On the sell-side, it should be noted that private equity companies typically aim to distribute the purchase price received to their investors in the short term and to avoid later liability from the transaction, so that as a rule hardly any representations and warranties are issued. Warranty & indemnity (W&I) insurance [which may also be referred to as representation & warranty insurance] is regularly used in these company sales. In particular, warranties and indemnities from the purchase agreement are insured, so that the risks of breaches of warranties/indemnities are shifted to the insurer.
3. Carve-outs as asset deals: If the available time frame of the transaction permits, an internal separation of the carve-out business can be carried out in advance. This can be done by means of singular succession (asset deal) or a spin-off in accordance with transformation law (universal succession). In the case of an asset deal in particular, the principle of clarity must be observed, which requires that the respective assets are clearly recorded and listed. The respective contracts must also be transferred, which generally requires the consent of the respective contractual partner. In this respect, the carve-out in the context of an asset deal requires particularly detailed documentation.

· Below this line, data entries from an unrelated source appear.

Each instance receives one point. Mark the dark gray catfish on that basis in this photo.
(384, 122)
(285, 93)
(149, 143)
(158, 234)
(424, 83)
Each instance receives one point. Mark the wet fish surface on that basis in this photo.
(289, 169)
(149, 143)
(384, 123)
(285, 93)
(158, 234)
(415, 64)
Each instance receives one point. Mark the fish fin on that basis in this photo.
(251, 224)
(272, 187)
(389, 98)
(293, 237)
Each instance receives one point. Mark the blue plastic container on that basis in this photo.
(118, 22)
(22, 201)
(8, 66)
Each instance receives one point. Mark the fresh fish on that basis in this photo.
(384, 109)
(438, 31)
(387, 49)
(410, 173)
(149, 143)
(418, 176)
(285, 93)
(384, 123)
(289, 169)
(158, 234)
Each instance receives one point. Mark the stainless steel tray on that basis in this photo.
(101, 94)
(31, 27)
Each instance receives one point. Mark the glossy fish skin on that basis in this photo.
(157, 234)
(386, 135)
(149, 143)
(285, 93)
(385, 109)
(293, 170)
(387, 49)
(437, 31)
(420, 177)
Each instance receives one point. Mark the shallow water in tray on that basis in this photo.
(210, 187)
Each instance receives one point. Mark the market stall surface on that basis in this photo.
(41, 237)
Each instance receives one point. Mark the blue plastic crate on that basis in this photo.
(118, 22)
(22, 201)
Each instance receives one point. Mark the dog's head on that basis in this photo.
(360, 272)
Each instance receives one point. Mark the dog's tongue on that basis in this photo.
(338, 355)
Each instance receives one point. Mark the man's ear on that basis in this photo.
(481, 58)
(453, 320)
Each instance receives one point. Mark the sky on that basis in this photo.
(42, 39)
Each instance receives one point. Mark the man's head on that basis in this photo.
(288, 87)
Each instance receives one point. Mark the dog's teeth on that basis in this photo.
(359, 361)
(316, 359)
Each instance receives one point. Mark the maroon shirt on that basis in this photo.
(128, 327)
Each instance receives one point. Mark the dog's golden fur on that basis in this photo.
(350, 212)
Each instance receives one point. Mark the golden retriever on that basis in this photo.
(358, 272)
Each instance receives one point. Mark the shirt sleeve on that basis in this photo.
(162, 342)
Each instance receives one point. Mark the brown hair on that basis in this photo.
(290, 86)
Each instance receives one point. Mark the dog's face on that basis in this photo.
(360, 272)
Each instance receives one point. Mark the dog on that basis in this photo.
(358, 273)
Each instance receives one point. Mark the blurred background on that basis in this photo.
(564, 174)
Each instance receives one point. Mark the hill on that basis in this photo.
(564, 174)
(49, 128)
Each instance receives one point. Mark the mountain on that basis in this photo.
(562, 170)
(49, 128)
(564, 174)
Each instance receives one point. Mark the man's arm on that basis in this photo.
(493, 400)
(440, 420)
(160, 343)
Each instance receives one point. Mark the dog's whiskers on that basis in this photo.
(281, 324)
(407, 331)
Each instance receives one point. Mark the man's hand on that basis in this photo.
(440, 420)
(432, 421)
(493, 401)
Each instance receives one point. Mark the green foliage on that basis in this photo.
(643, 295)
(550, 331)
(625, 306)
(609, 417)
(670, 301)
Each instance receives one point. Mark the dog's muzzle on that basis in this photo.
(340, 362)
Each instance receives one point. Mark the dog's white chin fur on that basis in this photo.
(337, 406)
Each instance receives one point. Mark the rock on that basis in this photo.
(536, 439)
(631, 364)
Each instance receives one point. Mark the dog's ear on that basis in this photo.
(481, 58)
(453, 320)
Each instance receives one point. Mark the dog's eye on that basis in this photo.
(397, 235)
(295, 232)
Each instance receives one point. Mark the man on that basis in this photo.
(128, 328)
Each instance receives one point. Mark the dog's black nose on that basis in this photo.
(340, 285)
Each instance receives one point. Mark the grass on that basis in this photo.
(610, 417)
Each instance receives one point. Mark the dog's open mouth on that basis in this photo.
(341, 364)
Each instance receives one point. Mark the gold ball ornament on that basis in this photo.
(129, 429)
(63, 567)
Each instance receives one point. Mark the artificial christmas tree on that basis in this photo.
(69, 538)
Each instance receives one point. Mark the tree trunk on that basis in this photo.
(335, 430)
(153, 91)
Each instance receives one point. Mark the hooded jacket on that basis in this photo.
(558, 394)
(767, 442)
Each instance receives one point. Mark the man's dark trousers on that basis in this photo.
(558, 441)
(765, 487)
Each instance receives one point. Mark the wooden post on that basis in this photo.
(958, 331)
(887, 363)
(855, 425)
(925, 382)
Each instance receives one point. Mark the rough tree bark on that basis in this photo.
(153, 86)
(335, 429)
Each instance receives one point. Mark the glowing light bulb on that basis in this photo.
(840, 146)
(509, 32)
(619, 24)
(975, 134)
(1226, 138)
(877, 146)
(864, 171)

In the case of a spin-off under transformation law, the assets can be described in a more general, determinable form. The consent of the contractual partners is also not required, as the contracts are transferred by operation of law. However, in the case of a spin-off under transformation law, it should be noted that there is a five-year subsequent liability for the liabilities of the carved-out business (or ten years if the liabilities relate to company pension plans). If the carved-out business is limited to one location, the advantages of structuring the carve-out as an asset deal often outweigh the disadvantages, for example, in the case of the carve-out of a chemical park.
Conclusion: Careful Preparation Is Essential
Even before the start of the COVID-19 pandemic, a sharp increase in carve-out transactions was observed. In the context of the economic recovery following the initial stages of the COVID-19 crisis, companies are increasingly trying to optimize their portfolios. Carve-outs require thorough advance planning. The legal and factual requirements are complex. Potential investors require meaningful financial information. At the same time, the business unit to be spun off does not (yet) exist. The legal situation must be well analyzed with regard to permits, employees, contracts, real estate and assets, and the carve-out must be carefully structured accordingly. In addition, the required TSAs must be prepared in good time.